Dataset of Human Attributes (HAT)

Examples of attributes in HAT dataset

The official HAT dataset page is here. It was made when I was with GREYC CNRS UMR 6072, Univesity of Caen Normandie.

HAT contains 9344 human images labelled with 27 semantic attributes. The images were crawled from Flickr and were manually annotated by three annotators for each attribute.

Send a request to me if you are interested in obtaining our Dataset of Human Attributes (HAT).

Please cite the following paper if you use HAT dataset.

Learning Discriminative Spatial Representation for Image Classification
(Oral presentation; 8% acceptance rate)
G. Sharma, F. Jurie
British Machine Vision Conference (BMVC)
Dundee, UK, Sep 2011
PDF   Abstract   Presentation Video
@inproceedings{ sharmaBMVC2011,
            title = {Learning discriminative spatial representation for image classification},
            author = {Gaurav Sharma and Frederic Jurie},
            year = {2011},
            booktitle = {Proceedings of the British Machine Vision Conference (BMVC)}
}


Dataset of TV Series Face Tubes (TSFT)

Examples of faces in TSFT dataset

TSFT dataset contains 589* manually annotated face tubes of 94 subjects in popular TV series. The dataset has diverse set of subjects (age, gender, race, sex) in challening filming conditions (home, office, bar, inside car, day, night etc.). The average tube length is 55 frames and the average face size is 121 pixels square.

Statistics of TSFT dataset

It is a highly challenging dataset as more than 32000 faces appear in many different filming conditions and unrestricted emotions.

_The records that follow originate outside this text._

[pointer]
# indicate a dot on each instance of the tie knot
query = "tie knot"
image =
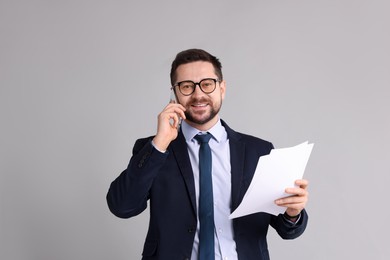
(203, 138)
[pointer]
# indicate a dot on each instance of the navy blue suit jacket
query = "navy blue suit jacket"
(167, 181)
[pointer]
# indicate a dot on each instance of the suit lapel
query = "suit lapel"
(179, 149)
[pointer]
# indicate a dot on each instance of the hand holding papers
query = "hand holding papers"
(274, 173)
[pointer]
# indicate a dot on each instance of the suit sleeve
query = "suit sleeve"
(129, 192)
(287, 230)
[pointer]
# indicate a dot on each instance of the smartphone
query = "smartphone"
(172, 99)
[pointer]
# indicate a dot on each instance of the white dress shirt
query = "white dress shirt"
(225, 246)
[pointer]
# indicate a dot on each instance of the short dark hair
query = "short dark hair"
(192, 55)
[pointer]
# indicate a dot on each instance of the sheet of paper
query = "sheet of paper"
(274, 173)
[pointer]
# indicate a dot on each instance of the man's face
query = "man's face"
(201, 108)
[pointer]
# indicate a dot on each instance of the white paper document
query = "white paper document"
(274, 173)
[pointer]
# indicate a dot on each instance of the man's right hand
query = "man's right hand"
(168, 122)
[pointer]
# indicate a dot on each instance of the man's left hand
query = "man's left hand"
(298, 199)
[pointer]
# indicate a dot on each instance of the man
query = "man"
(167, 169)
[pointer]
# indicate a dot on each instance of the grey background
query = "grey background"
(81, 80)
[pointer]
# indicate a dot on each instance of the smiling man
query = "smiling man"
(195, 173)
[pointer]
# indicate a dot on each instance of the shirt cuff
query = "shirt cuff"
(155, 147)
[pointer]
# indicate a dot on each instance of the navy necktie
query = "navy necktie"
(206, 207)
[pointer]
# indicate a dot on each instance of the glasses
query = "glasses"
(187, 87)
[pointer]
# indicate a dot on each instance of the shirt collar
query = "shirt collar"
(217, 131)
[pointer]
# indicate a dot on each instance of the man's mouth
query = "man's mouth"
(200, 105)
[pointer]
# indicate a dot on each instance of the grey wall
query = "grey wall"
(81, 80)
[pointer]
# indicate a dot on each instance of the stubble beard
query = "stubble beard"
(192, 117)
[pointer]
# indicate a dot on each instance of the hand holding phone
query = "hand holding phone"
(168, 123)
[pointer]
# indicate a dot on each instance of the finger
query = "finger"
(176, 108)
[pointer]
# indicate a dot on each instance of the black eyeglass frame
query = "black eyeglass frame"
(196, 83)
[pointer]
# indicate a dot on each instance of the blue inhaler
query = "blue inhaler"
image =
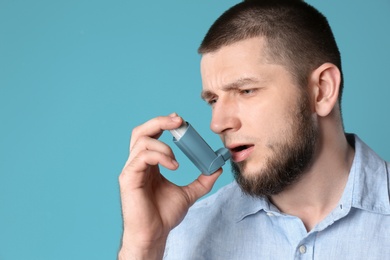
(198, 151)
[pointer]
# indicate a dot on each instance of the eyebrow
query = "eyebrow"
(206, 94)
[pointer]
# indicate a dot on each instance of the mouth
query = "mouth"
(241, 152)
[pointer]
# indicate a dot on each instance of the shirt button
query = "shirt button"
(302, 249)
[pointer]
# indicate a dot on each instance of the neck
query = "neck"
(319, 190)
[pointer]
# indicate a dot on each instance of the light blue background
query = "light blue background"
(77, 76)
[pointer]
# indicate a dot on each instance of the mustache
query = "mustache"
(231, 139)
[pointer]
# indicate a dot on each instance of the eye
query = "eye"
(212, 101)
(247, 91)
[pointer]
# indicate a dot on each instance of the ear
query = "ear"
(325, 84)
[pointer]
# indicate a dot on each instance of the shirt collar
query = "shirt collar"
(370, 178)
(367, 186)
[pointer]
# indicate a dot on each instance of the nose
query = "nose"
(224, 117)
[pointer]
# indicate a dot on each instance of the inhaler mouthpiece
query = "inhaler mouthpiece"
(198, 151)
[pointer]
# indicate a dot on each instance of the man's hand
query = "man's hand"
(151, 205)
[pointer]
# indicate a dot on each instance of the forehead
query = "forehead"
(235, 61)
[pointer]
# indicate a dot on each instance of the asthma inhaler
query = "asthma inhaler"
(198, 151)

To demonstrate the challenge qualitatively the following figure shows the false positive matches found by our method (ref. below):

False positive matches by our method in TSFT dataset

Send a request to me if you are interested in obtaining our TV Series Face Tubes (TSFT) dataset.

Please cite the following paper if you use TSFT dataset.

Latent Max-margin Metric Learning for Comparing Video Face Tubes
(Best paper award)
G. Sharma, P. Perez
Workshop on Biometrics
Computer Vision and Pattern Recognition (CVPR)

Boston, MA, USA, June 2015
PDF   Abstract
@inproceedings{sharmaCVPRW2015,
            title = {Latent Max-margin Metric Learning for Comparing Video Face Tubes},
            author = {Gaurav Sharma and Patrick Perez},
            year={2015},
            booktitle={Computer Vision and Pattern Recognition (CVPR) Workshops}
}

* The paper has a typo in Table 1, it reports 569 instead of 589 tubes.